Marilynne Robinson, Alice Munroe, Joan Silber, Elizabeth Strout, Jorge Louis Borges, Chekhov, Virginia Woolf, Katherine Anne Porter, Ian McEwan, Carol Shields, W.B. Sebald, Chang-Rae Lee, Toni Morrison, J.M. Coetzee, Carson McCullers, Yuri Herrera, Peter Taylor, Colm Tóibín, Jenny Erpenbeck, Kazuo Ishiguro, Elena Ferrante, Paul Auster, Charles Baxter. Favorite heroine: Ruth, the narrator in Marilynne Robinson’s Housekeeping.
What’s the most interesting thing you’ve heard or read recently?
I’ve read that people from both political parties are overwhelmed with despair, and for extremists on the right, that hopelessness causes them to want to return to an idealized, unrealistic past. Instead, we should all be more optimistic about a future we can create together. I’m working on this.
Does good writing result from best practices, magic, or a bit of both?
Think of the process as a Ouija board. You move the hand plate, tending to craft issues—language, dialogue, pacing, etc.—then magically see the message your story has revealed.

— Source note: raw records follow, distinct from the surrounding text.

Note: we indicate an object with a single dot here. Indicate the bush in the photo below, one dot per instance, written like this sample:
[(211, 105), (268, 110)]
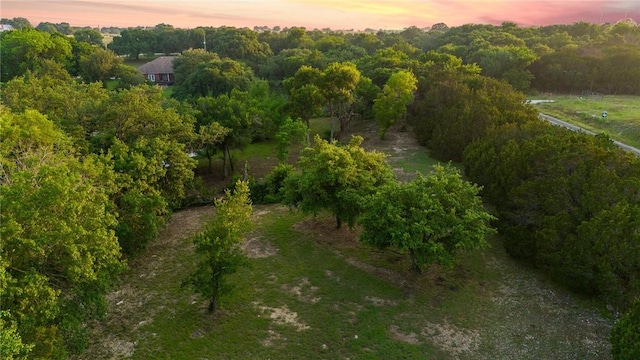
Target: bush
[(270, 190)]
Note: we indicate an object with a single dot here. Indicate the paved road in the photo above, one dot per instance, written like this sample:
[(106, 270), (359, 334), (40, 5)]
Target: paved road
[(565, 124)]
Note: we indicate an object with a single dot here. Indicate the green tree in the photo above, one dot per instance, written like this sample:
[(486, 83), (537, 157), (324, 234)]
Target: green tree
[(337, 178), (59, 253), (391, 104), (100, 65), (625, 335), (305, 96), (133, 42), (232, 112), (215, 77), (290, 131), (338, 83), (431, 217), (11, 345), (219, 245), (24, 50), (186, 64)]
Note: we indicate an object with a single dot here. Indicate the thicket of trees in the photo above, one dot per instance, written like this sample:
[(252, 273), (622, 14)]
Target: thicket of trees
[(79, 159)]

What is your next project?
I’m revising a novel that is loosely based on my journalistic experience interviewing the serial killer, Henry Lee Lucas. He confessed to hundreds of murders then recanted them, throwing the criminal justice system into chaos. My novel is about the lives of four people involved in the nationwide investigation while the killer is confessing. I’m showing why they got involved, how they influenced the investigation, and how their experiences affected them. The novel’s core idea is the subjectivity of truth.
If people want to learn more about your work, where should they go?

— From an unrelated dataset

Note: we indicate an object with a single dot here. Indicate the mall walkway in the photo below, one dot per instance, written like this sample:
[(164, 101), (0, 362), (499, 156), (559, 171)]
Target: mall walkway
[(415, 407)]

https://www.texasmonthly.com/list/the-10-writers-to-watch-and-read/mary-helen-specht-and-nan-cuba/
Nan Cuba is the author of Body and Bread, winner of the PEN Southwest Award in Fiction and the Texas Institute of Letters Steven Turner Award; it was listed as one of “Ten Titles to Pick Up Now” in O, Oprah’s Magazine and was a “Summer Books” choice from Huffington Post. Other work has appeared in Antioch Review, Harvard Review, Columbia, Quarterly West, and Chicago Tribune’s Printer’s Row. As an investigator of the causes of extraordinary violence, she is a featured journalist in the Netflix documentary, The Confession Killer, and another by Hulu, Wild Crimes: Murder in Yosemite. Cuba is included in Texas Monthly’s “Ten to Watch (and Read)” and has received a Dobie Paisano Fellowship and an artist residency at Fundación Valparaiso in Spain. She is co-founder and executive director emeritus of Gemini Ink, a nonprofit writing arts center, and was Writer in Residence at Our Lady of the Lake University.